Get all your news in one place.
100’s of premium titles.
One app.
Start reading
The Guardian - UK
The Guardian - UK
Sport
Matthew Engel

The great sporting slow-down: from the back nine to Centre Court and beyond

Jordan Spieth
Jordan Spieth took 17 and a half minutes to play a shot on the 13th hole of The Open after his tee shot was deemed to be unplayable. Photograph: Peter Morrison/AP

As the last pair in the Open Championship, Jordan Spieth and Matt Kuchar, started the back nine at Birkdale last Sunday, they received a message from officials of the Royal & Ancient Golf Club. It was not “Thank you so much for producing such a fantastic climax to the tournament and delighting our new best friends at Sky”. It was “Get a move on”.

Shortly, or rather longly, after that, Spieth sent his tee shot at the 13th not eastwards towards the hole but so far south-eastwards that he might soon have been putting in the Home Counties. The consequent kerfuffle meant a delay of 17 and a half minutes of what was on one level wasted time and, on another, compelling drama. Spieth’s recovery and subsequent victory are now in the annals. And nothing more was said about the earlier business.

The R&A’s original intervention perhaps stands as an example of sports administrators’ gift for doing the wrong thing at the wrong time. As golfers of all abilities know, the twin bugbears of the game are the same as those of driving on a single-carriageway A road: the slowcoach idiots in front and the impatient maniacs behind. Neither problem applied in this case.

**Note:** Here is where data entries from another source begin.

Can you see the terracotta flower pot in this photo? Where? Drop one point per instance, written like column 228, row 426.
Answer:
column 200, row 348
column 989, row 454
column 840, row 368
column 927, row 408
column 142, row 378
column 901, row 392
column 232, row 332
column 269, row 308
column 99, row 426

Golf has a deep-seated issue with interminable rounds, probably incurable unless the sale of rights to Sky successfully kills off participation as it has in cricket. What is unusual in golf is that it is more of a problem to players than watchers. Golf Today said in 2005 that an amateur four-ball should take three to three and a half hours. Research from Florida, where many players use buggies, suggests four hours-plus is an average. Five is not unusual.

But the essential issue is the same in just about every major sport. All games without a fixed time limit take longer than they did, in some cases far longer. This causes much anguish and discussion. Even timed games exhibit similar symptoms. But no one ever seems to look at the underlying causes that link the different sports and to join the dots.

The most extreme case is American football. I have always thought this fitted my pilot-dad’s description of the Second World War: “About 10 minutes of blind terror and five and a half years of sheer effing boredom.” The analogy turns out to be more right than I knew. Notionally a gridiron game lasts an hour. The average NFL contest takes more than three hours, in which the ball is in play for 11 minutes.

The average major league baseball game, which lasted less than two hours in 1933, now takes more than three. Cricket, in which 20 overs an hour was a historic norm, now mandates 15 (including all kinds of allowances) in Test matches; it almost never happens. The official sanctions against this often resemble a head teacher’s attempts to make stroppy teenagers keep their ties done up.

Wimbledon managed for decades with no tie-breaks (until 1971), 12 days’ play not 13, 2pm starts, no Centre Court roof and low-tech covers and somehow got by. Now there is pressure to have tie-breaks in final sets, too. Meanwhile in snooker this year Fergal O’Brien took a record 123 minutes to win a single frame and qualify for the World Championship. And so on. And on.

MLB
Chicago Cubs pitcher Kyle Hendricks throws during the first inning against the Cleveland Indians. The average MLB game now takes more than three hours. Photograph: Gene J. Puskar/AP

Among the notionally fixed-time sports, rugby matches used to start at 3pm with an on-field orange at half-time. The players were back in the dressing room before 4.30 and heading for the first pint. For 4.30 and pint then read 5pm and beetroot juice now. Football, with longer half-times, up to double-figure stoppage times, extra time and penalties can easily bust the two-hour barrier.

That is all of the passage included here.